Гобсек бесплатное чтение
Барону Баршу де Пеноэн
Из всех бывших питомцев Вандомского колледжа, кажется, одни лишь мы с тобой избрали литературное поприще, – недаром же мы увлекались философией в том возрасте, когда нам полагалось увлекаться только страницами De viris.[1] Мы встретились с тобою вновь, когда я писал эту повесть, а ты трудился над прекрасными своими сочинениями о немецкой философии. Итак, мы оба не изменили своему призванию. Надеюсь, тебе столь же приятно будет увидеть здесь свое имя, как мне приятно поставить его.
Твой старый школьный товарищде Бальзак
Как-то раз зимою 1829/1830 года в салоне виконтессы де Гранлье до часу ночи засиделись два гостя, не принадлежавшие к ее родне. Один из них, красивый молодой человек, услышав бой каминных часов, поспешил откланяться. Когда во дворе застучали колеса его экипажа, виконтесса, видя, что остались только ее брат да друг семьи, заканчивавшие партию в пикет, подошла к дочери; девушка стояла у камина и как будто внимательно разглядывала сквозной узор на экране, но, несомненно, прислушивалась к шуму отъезжавшего кабриолета, что подтвердило опасения матери.
– Камилла, если ты и дальше будешь держать себя с графом де Ресто так же, как нынче вечером, мне придется отказать ему от дома. Послушайся меня, детка, если веришь нежной моей любви к тебе, позволь мне руководить тобою в жизни. В семнадцать лет девушка не может судить ни о прошлом, ни о будущем, ни о некоторых требованиях общества. Я укажу тебе только на одно обстоятельство: у господина де Ресто есть мать, женщина, способная проглотить миллионное состояние, особа низкого происхождения – в девичестве ее фамилия была Горио, и в молодости она вызвала много толков о себе. Она очень дурно относилась к своему отцу и, право, не заслуживает такого хорошего сына, как господин де Ресто. Молодой граф ее обожает и поддерживает с сыновней преданностью, достойной всяческих похвал. А как он заботится о своей сестре, о брате! Словом, поведение его просто превосходно, но, – добавила виконтесса с лукавым видом, – пока жива его мать, ни в одном порядочном семействе родители не отважатся доверить этому милому юноше будущность и приданое своей дочери.

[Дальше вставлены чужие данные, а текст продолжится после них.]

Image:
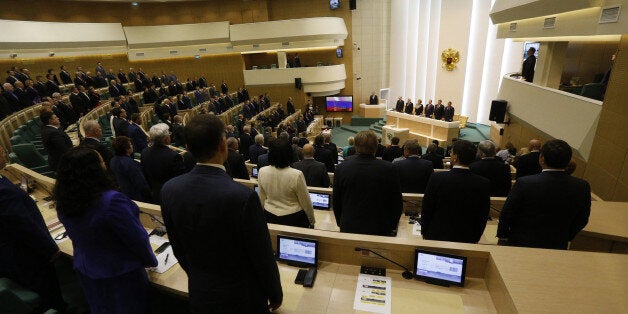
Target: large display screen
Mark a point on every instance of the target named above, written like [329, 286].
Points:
[440, 268]
[297, 251]
[339, 103]
[320, 200]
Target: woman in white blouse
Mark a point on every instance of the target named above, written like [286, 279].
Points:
[282, 189]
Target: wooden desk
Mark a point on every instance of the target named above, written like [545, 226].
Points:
[501, 279]
[424, 129]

– Я уловил несколько слов из вашего разговора с мадемуазель де Гранлье, и мне очень хочется вмешаться в него! – воскликнул вышеупомянутый друг семьи. – Я выиграл, граф, – сказал он, обращаясь к партнеру. – Оставляю вас и спешу на помощь вашей племяннице.
– Вот уж поистине слух настоящего стряпчего! – воскликнула виконтесса. – Дорогой Дервиль, как вы могли расслышать, что я говорила Камилле? Я шепталась с нею совсем тихонько.
– Я все понял по вашим глазам, – ответил Дервиль, усаживаясь у камина в глубокое кресло.
Дядя Камиллы сел рядом с племянницей, а госпожа де Гранлье устроилась в низеньком покойном кресле между дочерью и Дервилем.
– Пора мне, виконтесса, рассказать вам одну историю, которая заставит вас изменить ваш взгляд на положение в свете графа Эрнеста де Ресто.
– Историю?! – воскликнула Камилла, – Скорей рассказывайте, господин Дервиль.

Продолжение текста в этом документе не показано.